RAFFLESINTERIOR(01376): The newly appointed chairman of the board, Zheng Nenghuan, plans to acquire 100% equity of Kunyuan Assets. Trading will resume on November 11th.
RAFFLESINTERIOR (01376) issues announcement that on November 3, 2025, this announcement...
Raffles Interior (01376) announced that on November 3, 2025, the new Chairman and Executive Director of the Board, Mr. Zheng Nenghuan, entered into a sales agreement (Sales Agreement) with China Kinhong Holdings Limited (Seller) involving the acquisition of 100% equity of Kunyuan Assets Limited (Target Company). This may constitute a very significant acquisition for the company (and a potential connected transaction (subject to further verification of information)). Following instructions from Mr. Zheng Nenghuan through his lawyer, trading of the company's shares will be suspended from November 4, 2025, at 9 am, pending the announcement of the acquisition.
The Sales Agreement shows that the Target Company is a company registered in Hong Kong and holds 100% of the share capital of Shenzhen Jin Xu Technology Co., Ltd., which is registered in Shenzhen and holds the land use rights of parcel G122040134 located to the north of the west section of Jinniu West Road, Shenzhen. The Target Company is 100% owned by the Seller, and the signatory of the Sales Agreement is Ms. Tang Judi. According to the Sales Agreement, the director of the Target Company is Ms. Tang Judi. As shown on page 22 of the joint announcement of the mandatory unconditional general offer dated August 7, 2025, Ms.
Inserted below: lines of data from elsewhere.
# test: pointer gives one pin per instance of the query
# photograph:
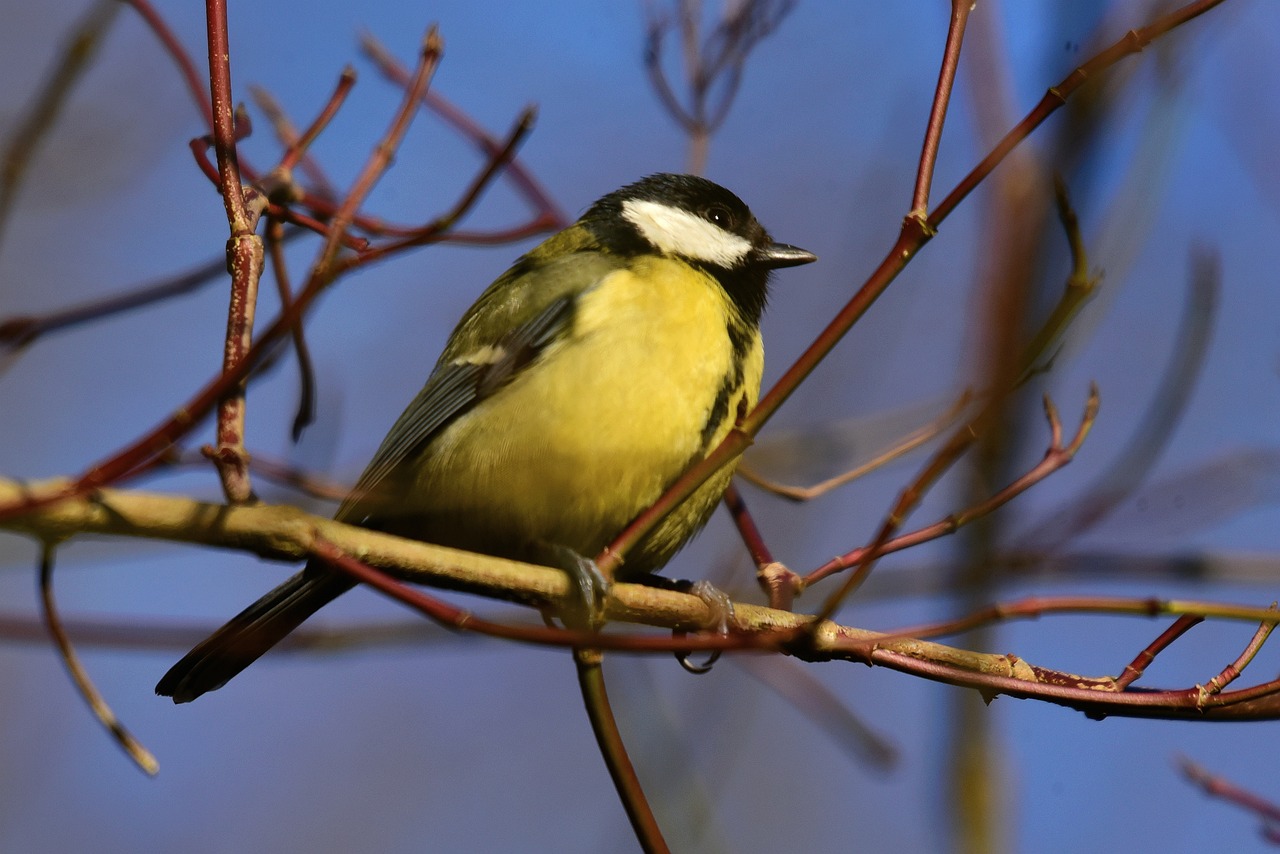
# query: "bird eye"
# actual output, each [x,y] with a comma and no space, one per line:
[720,215]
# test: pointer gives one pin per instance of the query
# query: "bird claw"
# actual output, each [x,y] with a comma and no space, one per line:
[722,617]
[592,587]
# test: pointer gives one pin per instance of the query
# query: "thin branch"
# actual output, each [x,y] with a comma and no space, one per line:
[1138,666]
[960,10]
[595,699]
[31,129]
[80,676]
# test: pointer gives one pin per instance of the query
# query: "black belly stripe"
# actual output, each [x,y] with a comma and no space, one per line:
[740,338]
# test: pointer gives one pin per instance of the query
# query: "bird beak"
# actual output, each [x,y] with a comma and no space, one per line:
[775,255]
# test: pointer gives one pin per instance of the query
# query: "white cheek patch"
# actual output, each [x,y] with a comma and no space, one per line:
[679,232]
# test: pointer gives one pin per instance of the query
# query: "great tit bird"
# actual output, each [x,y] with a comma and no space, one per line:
[575,391]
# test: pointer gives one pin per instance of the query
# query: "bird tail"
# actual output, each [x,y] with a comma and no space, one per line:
[251,633]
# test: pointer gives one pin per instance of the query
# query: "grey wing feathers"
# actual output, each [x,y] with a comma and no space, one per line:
[453,388]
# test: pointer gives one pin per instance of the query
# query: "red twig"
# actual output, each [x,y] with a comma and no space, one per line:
[1138,666]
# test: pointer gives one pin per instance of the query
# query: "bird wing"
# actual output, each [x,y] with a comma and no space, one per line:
[536,311]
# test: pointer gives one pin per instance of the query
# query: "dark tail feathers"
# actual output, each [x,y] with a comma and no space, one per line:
[251,633]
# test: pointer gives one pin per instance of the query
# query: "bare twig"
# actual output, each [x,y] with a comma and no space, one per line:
[80,676]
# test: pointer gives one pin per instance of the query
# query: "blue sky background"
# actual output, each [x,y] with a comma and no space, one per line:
[466,744]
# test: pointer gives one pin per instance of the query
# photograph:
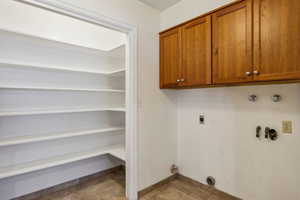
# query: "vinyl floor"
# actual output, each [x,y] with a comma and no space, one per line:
[112,187]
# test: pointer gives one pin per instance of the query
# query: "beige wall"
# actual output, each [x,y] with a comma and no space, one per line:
[226,147]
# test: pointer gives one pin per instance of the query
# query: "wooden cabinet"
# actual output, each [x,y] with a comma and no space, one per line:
[276,39]
[196,52]
[232,44]
[246,42]
[170,59]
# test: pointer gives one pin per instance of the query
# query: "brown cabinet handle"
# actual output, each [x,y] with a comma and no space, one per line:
[248,73]
[256,72]
[216,51]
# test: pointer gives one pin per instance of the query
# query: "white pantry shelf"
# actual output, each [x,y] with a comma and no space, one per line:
[10,171]
[7,63]
[48,137]
[44,112]
[59,89]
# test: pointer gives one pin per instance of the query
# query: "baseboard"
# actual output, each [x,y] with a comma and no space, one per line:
[57,188]
[157,185]
[207,187]
[181,177]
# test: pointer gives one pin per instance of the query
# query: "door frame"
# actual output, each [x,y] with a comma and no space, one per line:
[72,10]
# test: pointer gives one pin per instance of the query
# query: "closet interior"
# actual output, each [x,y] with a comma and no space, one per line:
[60,104]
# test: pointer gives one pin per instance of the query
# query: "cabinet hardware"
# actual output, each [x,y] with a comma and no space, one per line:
[216,51]
[248,73]
[256,72]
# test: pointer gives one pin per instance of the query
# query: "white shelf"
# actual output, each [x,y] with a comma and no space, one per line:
[59,89]
[44,112]
[118,153]
[48,137]
[8,63]
[118,73]
[10,171]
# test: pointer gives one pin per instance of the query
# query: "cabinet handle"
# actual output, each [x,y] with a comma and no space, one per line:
[256,72]
[216,51]
[248,73]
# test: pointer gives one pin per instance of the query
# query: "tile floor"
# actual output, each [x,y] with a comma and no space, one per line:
[112,187]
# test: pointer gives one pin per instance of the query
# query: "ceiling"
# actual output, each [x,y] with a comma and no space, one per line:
[160,4]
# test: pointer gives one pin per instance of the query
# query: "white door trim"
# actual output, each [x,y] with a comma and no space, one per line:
[131,77]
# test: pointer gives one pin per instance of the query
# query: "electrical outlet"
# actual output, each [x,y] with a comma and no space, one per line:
[202,119]
[287,127]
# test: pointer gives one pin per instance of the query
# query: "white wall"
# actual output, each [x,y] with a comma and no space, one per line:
[44,24]
[226,147]
[157,109]
[186,10]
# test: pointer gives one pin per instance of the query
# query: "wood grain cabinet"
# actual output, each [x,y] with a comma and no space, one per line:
[196,53]
[246,42]
[170,59]
[232,44]
[276,40]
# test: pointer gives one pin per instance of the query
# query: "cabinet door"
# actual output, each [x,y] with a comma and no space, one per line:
[196,52]
[232,44]
[170,59]
[277,39]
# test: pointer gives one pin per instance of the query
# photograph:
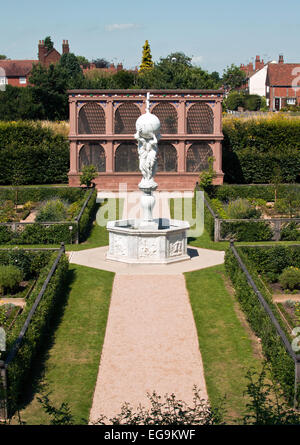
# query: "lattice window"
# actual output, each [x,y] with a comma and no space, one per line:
[91,119]
[167,115]
[200,119]
[126,158]
[125,118]
[197,157]
[166,157]
[92,154]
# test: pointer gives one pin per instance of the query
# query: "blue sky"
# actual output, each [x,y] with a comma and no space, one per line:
[216,33]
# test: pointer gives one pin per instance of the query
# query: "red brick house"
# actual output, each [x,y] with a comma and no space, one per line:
[283,84]
[17,72]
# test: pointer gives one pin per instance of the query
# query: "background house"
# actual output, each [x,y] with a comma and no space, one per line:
[17,72]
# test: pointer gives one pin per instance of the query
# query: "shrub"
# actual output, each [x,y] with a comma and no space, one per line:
[246,231]
[36,154]
[38,329]
[10,277]
[282,364]
[254,148]
[290,278]
[52,210]
[89,173]
[242,209]
[290,232]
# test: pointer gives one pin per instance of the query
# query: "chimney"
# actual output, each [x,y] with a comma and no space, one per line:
[257,63]
[42,51]
[66,48]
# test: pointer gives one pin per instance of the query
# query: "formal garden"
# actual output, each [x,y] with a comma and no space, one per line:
[258,204]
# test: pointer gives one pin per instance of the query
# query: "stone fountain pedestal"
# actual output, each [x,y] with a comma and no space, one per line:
[165,243]
[151,241]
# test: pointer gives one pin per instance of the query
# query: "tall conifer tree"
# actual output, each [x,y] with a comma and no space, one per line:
[147,62]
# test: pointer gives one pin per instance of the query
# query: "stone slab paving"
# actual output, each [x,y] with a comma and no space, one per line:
[200,259]
[150,344]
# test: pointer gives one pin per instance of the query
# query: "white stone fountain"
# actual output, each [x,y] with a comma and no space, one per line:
[152,241]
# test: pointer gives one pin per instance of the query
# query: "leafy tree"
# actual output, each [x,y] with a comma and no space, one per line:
[147,62]
[72,70]
[50,85]
[101,63]
[123,79]
[234,100]
[233,77]
[48,43]
[83,61]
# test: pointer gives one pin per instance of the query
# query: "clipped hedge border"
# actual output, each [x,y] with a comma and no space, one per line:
[38,330]
[35,154]
[52,233]
[281,362]
[246,230]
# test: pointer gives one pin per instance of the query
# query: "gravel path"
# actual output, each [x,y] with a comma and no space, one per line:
[150,344]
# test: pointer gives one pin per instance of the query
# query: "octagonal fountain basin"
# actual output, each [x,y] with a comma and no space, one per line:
[164,241]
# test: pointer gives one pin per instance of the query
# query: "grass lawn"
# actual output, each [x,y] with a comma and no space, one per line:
[69,363]
[228,346]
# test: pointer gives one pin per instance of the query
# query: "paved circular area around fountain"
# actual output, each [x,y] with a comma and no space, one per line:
[200,258]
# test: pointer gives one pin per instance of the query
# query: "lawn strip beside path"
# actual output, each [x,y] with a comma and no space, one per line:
[72,362]
[227,345]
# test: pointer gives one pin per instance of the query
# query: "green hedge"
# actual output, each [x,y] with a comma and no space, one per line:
[38,330]
[38,194]
[87,217]
[34,154]
[246,231]
[228,192]
[253,149]
[282,364]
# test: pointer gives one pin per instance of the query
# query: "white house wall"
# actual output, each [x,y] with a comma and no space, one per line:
[257,82]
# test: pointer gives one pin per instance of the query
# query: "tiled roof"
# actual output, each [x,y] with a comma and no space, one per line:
[282,73]
[17,68]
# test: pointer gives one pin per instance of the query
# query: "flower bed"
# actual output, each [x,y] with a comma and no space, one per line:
[265,264]
[50,270]
[253,213]
[62,214]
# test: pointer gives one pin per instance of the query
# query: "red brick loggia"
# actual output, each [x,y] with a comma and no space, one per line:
[191,131]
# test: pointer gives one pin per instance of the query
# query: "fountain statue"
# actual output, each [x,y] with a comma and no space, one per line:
[152,241]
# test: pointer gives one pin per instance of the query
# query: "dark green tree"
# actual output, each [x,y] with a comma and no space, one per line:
[49,90]
[233,77]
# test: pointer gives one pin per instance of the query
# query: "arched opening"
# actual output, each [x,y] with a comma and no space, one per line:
[166,157]
[197,157]
[125,118]
[200,119]
[126,158]
[91,119]
[167,115]
[92,154]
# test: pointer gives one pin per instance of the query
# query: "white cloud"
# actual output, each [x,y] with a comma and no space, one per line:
[121,26]
[197,59]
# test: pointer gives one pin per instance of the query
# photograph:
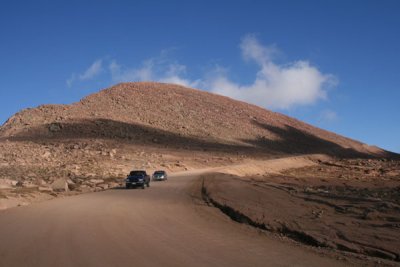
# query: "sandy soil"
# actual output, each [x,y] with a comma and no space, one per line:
[167,224]
[348,205]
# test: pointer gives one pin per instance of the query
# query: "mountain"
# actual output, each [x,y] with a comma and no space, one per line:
[177,117]
[90,145]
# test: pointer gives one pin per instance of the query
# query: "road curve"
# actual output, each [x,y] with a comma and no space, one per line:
[165,225]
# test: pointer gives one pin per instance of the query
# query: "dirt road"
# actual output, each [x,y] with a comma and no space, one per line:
[165,225]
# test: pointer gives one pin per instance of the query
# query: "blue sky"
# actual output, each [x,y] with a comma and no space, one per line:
[334,64]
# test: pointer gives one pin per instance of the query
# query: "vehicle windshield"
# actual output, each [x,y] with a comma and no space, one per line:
[137,173]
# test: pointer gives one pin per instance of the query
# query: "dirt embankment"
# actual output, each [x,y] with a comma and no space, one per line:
[348,205]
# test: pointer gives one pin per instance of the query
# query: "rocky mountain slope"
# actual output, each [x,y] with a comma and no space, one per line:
[92,144]
[175,116]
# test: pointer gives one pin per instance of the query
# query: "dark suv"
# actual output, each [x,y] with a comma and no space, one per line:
[160,176]
[137,178]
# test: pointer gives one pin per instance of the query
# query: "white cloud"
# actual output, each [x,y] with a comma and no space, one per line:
[120,74]
[154,69]
[275,86]
[94,70]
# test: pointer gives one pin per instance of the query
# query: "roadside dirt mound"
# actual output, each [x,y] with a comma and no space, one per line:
[173,115]
[349,205]
[147,126]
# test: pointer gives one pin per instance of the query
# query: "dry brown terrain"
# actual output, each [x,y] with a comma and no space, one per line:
[345,198]
[348,205]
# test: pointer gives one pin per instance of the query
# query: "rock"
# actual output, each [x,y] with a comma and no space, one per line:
[60,185]
[103,186]
[45,189]
[28,184]
[5,186]
[55,127]
[8,182]
[96,181]
[46,155]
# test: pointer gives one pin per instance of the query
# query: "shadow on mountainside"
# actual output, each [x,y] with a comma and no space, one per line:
[292,141]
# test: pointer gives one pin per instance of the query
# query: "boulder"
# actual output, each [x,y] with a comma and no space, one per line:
[103,186]
[60,185]
[96,181]
[45,189]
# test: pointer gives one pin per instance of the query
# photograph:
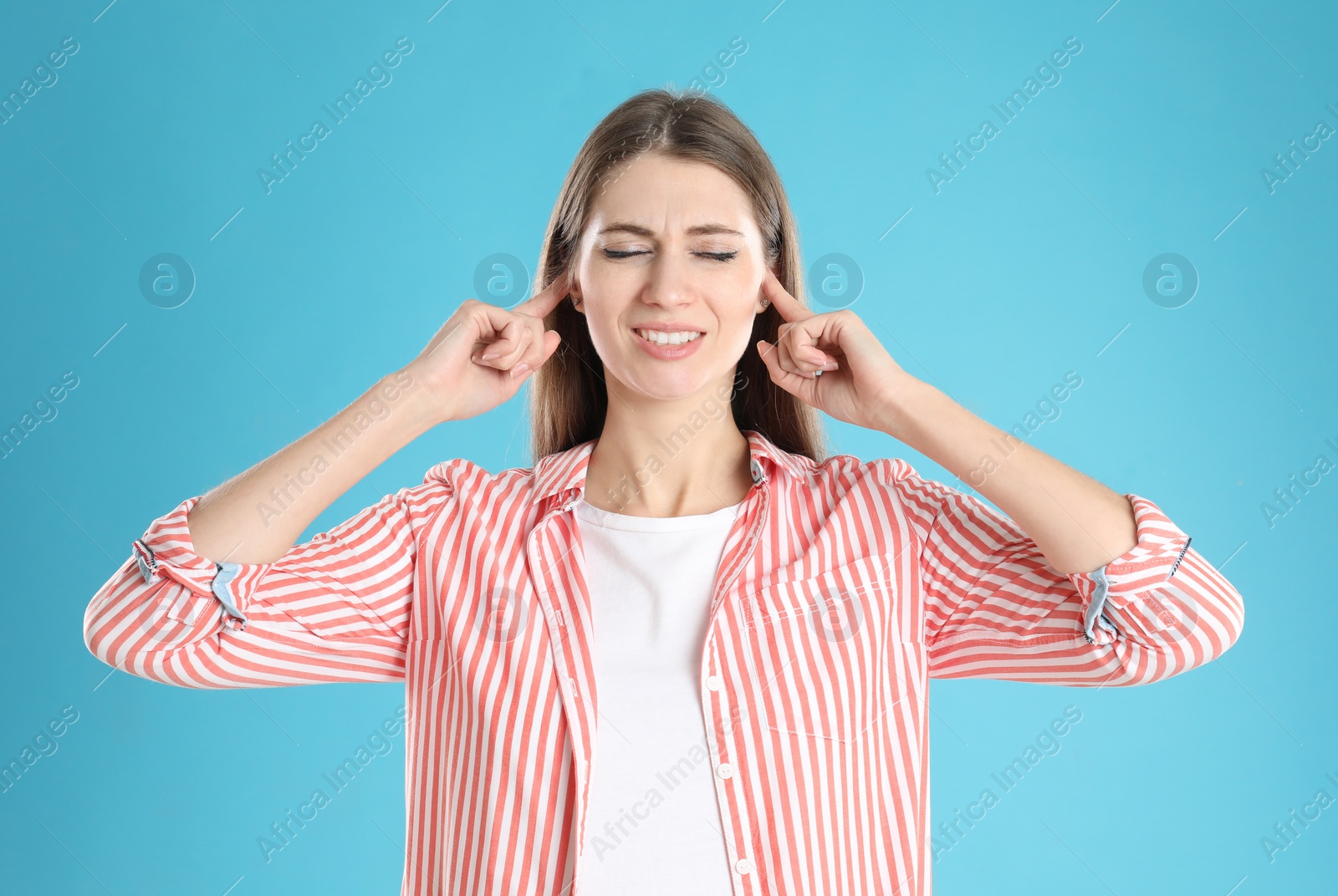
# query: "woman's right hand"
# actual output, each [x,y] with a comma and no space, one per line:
[459,381]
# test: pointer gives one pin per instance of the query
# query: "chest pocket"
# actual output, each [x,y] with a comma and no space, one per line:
[818,652]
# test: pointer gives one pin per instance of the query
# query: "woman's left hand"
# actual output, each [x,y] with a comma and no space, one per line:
[860,380]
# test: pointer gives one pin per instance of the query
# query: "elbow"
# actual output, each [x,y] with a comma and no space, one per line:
[127,628]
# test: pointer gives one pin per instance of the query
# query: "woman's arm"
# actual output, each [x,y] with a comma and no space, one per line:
[1076,522]
[258,514]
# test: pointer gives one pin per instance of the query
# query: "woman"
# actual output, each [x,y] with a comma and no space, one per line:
[686,652]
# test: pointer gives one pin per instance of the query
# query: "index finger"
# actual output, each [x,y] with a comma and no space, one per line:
[789,307]
[545,301]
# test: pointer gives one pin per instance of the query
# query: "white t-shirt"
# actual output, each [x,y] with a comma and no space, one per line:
[653,819]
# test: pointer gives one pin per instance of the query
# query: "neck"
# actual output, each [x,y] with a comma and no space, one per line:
[675,458]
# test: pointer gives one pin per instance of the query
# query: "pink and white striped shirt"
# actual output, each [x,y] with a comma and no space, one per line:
[845,586]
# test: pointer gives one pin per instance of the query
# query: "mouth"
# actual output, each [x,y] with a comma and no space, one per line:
[668,339]
[668,345]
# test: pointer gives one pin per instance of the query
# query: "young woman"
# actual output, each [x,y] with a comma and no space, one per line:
[687,650]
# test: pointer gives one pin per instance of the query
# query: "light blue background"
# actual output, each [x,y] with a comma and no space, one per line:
[1023,267]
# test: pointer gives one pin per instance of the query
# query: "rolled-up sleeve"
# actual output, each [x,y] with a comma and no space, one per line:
[996,608]
[334,608]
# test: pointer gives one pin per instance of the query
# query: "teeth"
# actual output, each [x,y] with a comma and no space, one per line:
[668,339]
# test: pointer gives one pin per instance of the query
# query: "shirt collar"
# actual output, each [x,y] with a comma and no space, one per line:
[564,474]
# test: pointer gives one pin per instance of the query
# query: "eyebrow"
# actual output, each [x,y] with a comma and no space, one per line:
[696,231]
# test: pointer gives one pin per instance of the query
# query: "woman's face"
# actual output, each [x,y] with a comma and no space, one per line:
[673,247]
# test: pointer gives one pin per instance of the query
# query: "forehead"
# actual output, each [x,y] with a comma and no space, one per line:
[664,194]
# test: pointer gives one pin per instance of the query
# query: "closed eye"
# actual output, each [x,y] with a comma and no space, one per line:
[629,253]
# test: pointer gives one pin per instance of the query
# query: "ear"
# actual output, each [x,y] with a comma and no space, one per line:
[575,292]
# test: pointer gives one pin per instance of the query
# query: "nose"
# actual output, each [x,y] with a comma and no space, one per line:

Tang Judi is the spouse of Mr. Zheng Nenghuan and a shareholder holding 30% of the offeror's equity under the mandatory general offer. The total consideration for the acquisition is HKD 300 million, and the completion of the acquisition is subject to conditions including obtaining shareholder approval through a special general meeting.
Since trading was suspended on November 4, 2025, the Board has deliberated on the merits, feasibility, and legality of the acquisition (including the issuance of the trading suspension instruction on November 4, 2025). Board members hold different views on the Sales Agreement, including Mr. Zheng Nenghuan's unauthorized signing and execution of the Sales Agreement without proper authorization from the Board, whether to ratify the Sales Agreement, whether to approve the acquisition, and whether the internal control procedures regarding the signing of agreements and entering into transactions requiring disclosure have been complied with. The Board particularly considered that the company currently lacks the financial capacity to pay the cash consideration for the acquisition, and the acquisition may be viewed by the Stock Exchange as a reverse takeover action. The discussions led to differing opinions among Board members on whether accepting the acquisition (in terms of form and content as orally presented by Mr. Zheng Nenghuan to the Board) is in the overall best interests of the company and its shareholders. Apart from Mr. Zheng Nenghuan, no other Board members authorized or approved him to enter into the Sales Agreement or instructed the Stock Exchange to suspend trading of the company's shares. Therefore, after thorough consideration, the Board voted against the trading suspension instruction and entering into the Sales Agreement in its current form. The Board currently has no intention to proceed with the acquisition.
The company has applied to the Stock Exchange for the resumption of trading of the company's shares on the Stock Exchange from 9 am on November 11, 2025.